Quels pilotes avez-vous suivis ?

Avant même de me lancer dans le management, j’avais conseillé à mon ami Ruben Carrapatoso de venir rouler en Europe et j’ai établi la connexion avec Roland Maréchal. Je suis fier d’avoir contribué à la conquête par un Brésilien d’un nouveau titre de Champion du Monde de karting en 1998. Plus près de nous, je me suis occupé de Caio Collet dès 2014 et l’ai encouragé à venir courir en Europe. C’est ainsi qu’il a eu sa place en 2015 dans le team officiel Kosmic, dirigé par Olivier Maréchal, pour continuer la belle histoire que j’avais commencée avec son père. Caio a tout de suite signé une formidable 2e place lors de la première épreuve du Championnat d’Europe CIK-FIA Junior à Portimao, pour finir 6e du classement. Il est ensuite rentré dans le top 3 du Championnat du Monde CIK-FIA Junior en tant que meilleur rookie.

Comment se porte le karting au Brésil ?

À mon époque, le karting brésilien avait un niveau élevé et j’ai pu me former suffisamment pour être compétitif dès mon arrivée en Europe. Mais nous n’avons pas continué à évoluer par la suite, pour plusieurs raisons, tandis que l’Europe progressait sans cesse. L’écart est maintenant beaucoup plus important et c’est difficile pour un pilote brésilien qui sort directement de son pays. Il y a toujours de bons pilotes au Brésil, mais moins qu’avant parce que le niveau de compétition est moins élevé. Il est aujourd’hui indispensable de venir se former en Europe dans les grandes courses internationales, même si cela n’est pas bon marché.

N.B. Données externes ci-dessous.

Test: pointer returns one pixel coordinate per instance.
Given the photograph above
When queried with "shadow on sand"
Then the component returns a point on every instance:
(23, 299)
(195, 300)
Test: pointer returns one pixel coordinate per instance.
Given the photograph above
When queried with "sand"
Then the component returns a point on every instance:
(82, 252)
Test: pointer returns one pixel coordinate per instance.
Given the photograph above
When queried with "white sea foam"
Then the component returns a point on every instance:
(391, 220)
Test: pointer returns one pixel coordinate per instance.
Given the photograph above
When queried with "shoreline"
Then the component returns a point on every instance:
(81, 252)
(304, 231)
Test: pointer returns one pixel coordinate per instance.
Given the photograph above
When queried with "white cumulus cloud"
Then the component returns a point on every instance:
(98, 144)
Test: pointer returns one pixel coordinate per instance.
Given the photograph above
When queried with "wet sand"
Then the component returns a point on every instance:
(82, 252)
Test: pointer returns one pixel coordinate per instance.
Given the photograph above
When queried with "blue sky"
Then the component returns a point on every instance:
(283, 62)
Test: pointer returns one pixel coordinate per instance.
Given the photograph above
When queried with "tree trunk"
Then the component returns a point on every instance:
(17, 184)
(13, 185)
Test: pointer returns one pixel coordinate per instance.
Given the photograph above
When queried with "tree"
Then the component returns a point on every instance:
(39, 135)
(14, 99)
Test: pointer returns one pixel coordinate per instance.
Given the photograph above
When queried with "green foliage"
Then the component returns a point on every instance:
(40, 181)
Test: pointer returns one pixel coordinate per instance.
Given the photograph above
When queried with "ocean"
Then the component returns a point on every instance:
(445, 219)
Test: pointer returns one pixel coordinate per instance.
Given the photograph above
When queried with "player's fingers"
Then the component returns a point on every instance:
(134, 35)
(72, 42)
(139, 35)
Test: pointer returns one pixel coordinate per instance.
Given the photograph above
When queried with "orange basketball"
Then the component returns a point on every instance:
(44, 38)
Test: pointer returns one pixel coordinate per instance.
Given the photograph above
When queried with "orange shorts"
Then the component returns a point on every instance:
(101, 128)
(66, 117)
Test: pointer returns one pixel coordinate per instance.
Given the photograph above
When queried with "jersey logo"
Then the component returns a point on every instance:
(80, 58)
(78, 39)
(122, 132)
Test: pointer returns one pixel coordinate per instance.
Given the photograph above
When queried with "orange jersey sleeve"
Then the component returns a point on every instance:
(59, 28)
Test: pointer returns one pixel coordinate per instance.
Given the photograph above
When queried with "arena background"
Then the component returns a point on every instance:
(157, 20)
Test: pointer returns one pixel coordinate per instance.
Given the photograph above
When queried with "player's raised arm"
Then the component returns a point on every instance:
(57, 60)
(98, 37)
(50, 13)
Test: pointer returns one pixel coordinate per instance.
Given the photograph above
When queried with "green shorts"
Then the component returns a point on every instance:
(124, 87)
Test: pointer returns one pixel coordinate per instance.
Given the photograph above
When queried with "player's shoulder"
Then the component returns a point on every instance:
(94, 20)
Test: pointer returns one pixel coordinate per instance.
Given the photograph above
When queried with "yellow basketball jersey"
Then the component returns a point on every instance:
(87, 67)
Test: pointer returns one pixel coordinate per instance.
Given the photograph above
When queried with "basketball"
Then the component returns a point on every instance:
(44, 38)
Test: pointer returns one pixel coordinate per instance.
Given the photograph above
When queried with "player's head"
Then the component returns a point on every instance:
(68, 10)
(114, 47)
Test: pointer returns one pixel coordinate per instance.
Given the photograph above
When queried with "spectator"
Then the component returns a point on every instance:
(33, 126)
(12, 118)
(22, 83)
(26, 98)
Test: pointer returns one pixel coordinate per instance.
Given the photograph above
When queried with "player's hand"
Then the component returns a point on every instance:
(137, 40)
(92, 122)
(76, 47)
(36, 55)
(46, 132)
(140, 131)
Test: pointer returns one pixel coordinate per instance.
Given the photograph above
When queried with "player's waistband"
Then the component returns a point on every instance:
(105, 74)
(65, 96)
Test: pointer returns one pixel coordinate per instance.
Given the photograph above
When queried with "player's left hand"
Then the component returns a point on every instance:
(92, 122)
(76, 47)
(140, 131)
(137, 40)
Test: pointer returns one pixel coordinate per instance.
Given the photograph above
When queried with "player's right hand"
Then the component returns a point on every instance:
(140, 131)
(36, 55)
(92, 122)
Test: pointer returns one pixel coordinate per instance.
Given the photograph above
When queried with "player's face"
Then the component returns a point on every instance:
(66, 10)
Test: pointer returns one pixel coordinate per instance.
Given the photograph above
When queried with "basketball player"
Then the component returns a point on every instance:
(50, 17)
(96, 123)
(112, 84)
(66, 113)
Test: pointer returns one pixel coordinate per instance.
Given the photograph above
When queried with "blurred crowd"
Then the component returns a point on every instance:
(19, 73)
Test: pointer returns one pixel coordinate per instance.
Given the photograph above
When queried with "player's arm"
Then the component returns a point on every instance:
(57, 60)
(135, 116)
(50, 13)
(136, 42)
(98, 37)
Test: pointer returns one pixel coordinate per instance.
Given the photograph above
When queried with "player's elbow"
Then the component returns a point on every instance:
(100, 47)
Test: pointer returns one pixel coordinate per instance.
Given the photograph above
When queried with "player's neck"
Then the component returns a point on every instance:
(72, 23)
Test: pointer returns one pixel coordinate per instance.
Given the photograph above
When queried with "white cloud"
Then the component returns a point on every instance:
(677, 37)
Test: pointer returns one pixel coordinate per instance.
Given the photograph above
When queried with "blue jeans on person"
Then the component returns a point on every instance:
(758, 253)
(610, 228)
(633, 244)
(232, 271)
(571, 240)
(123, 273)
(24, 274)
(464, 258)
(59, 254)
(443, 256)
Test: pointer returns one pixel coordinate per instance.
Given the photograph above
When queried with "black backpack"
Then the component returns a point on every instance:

L’organisation d’un Championnat du Monde au Brésil est un évènement très important pour notre pays et nous sommes reconnaissants à Felipe Massa d’en être l’instigateur. Cela n’aura pas lieu comme prévu en 2020 à cause du COVID-19. Nous comptons beaucoup sur cette épreuve désormais programmée en 2021 pour relancer la compétition au Brésil et redonner un élan populaire vers le karting. J’espère que la situation actuelle ne portera pas préjudice à cette belle initiative.